Subí los peldaños de dos en dos. Al principio, nada despertó sospecha alguna. Hasta que percibí un olor acre, semejante al del gas butano, y comprobé que aquel pestífero veneno salía justo del piso de don Zacarías (“en este punto y horas…”). Así que, sin pensármelo dos veces, con los puños aporreé fuertemente la puerta. Repetí la operación un par de veces, pero no me respondía. Pero sí habían alarmado a una parte del vecindario: los de nuestra planta y seguidamente los demás. Así que fue tal la multitud que acudió que hasta la 3.ª planta se quedó pequeña para acoger a tantas personas, que empujaban como en una bulla imponente. Cada quien metía el codo a otro, y, en general, todos se movían como hormigas gigantes, que intentaran devorar a una lagartija. Metidos en comparaciones, se asemejaba a un levantamiento hostil de un crecido grupo de vecinos.

Un oleaje de caras descompuestas pedía que se avisase a los bomberos; los silenciosos y los con demasiados nervios. Un señor, con gafas y párpado caído gritaba-: ¡Que saquen a ese viejo ya de aquí, hombre! –y añadió-: Pero ¿es que acaso no nota que el finado está ya empezando a oler?- Eso dijo. Pero nadie le echó maldita cuenta, quizá porque, en ese momento, todos tenían los ojos puestos en una mujer que, presa de los nervios, rodaba escaleras abajo, quizá más cerca ya de la puerta de la calle que de la azotea, desde donde partió rodando. Otro señor, con malévolas intenciones, añadió: “¡¡Joder, joder, que el bloque se viene abajo!!”. Lo que despertó nuevas alarmas. En tanto, la señora que rodaba por los peldaños, quedó malherida. Pero la gente seguía gritando.

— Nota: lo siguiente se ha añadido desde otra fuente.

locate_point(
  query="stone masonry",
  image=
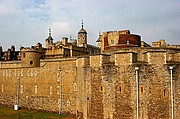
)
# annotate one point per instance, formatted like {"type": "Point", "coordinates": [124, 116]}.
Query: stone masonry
{"type": "Point", "coordinates": [97, 87]}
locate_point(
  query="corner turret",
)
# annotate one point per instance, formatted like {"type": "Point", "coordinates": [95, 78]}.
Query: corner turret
{"type": "Point", "coordinates": [49, 40]}
{"type": "Point", "coordinates": [82, 37]}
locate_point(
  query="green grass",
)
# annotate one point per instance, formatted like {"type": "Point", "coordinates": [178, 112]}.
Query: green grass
{"type": "Point", "coordinates": [10, 113]}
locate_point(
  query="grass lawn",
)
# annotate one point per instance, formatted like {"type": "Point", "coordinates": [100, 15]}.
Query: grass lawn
{"type": "Point", "coordinates": [10, 113]}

— ¿Que qué digo?... ¡Pero bueno! –Añadió otro vecino, con pintas de empinar el codo-: ¡Pero si el viejo ha espichado ya!

— ¡Que Dios lo tenga en su gloria. Amén Jesús.- remató una dama.

— ¡Ese tal Zacarías era un demonio de hombre!- dijo otra vecina.

— Escuche –terció esta vez una joven-: ¡El que está ahí dentro era un juerguista de mucho cuidado! ¡Lo sé de buena tinta!

— ¡Los bomberos! ¡Los bomberos!- Voceó, saltando, un niño con un Donut  pinchado en una palito-: ¡Los bomberos!

— ¡Paso, paso!- Gritan los salvadores, que la emprenden a hachazo con la puerta.

Solo fueron necesarios unos golpes para que, en menos de treinta segundos la puerta quedara expedita.

— ¡Aquí no hay ni un alma!- dijo el jefe de los bomberos.

Aquellas palabras no fueron una buena noticia para los vecinos. Un engaño. Pero al final cada cual se fue por su lado.

Era claro que don Zacarías se hallaba allí, entre la gente, camuflado. Lo cierto es que la mayoría pensaban que se trataba de un muerto-vivo…”.

Sé que ya me habías visto. Y, en efecto, al pasar a mi lado, con una irónica sonrisa, me dijo, por lo bajo-: “¡Ya ves! Como a mí no me dieron vela en este entierro… me voy por donde vine. Pero nunca te olvides de que yo soy tú. Azuza los sentidos, amigo del alma. Azuza”.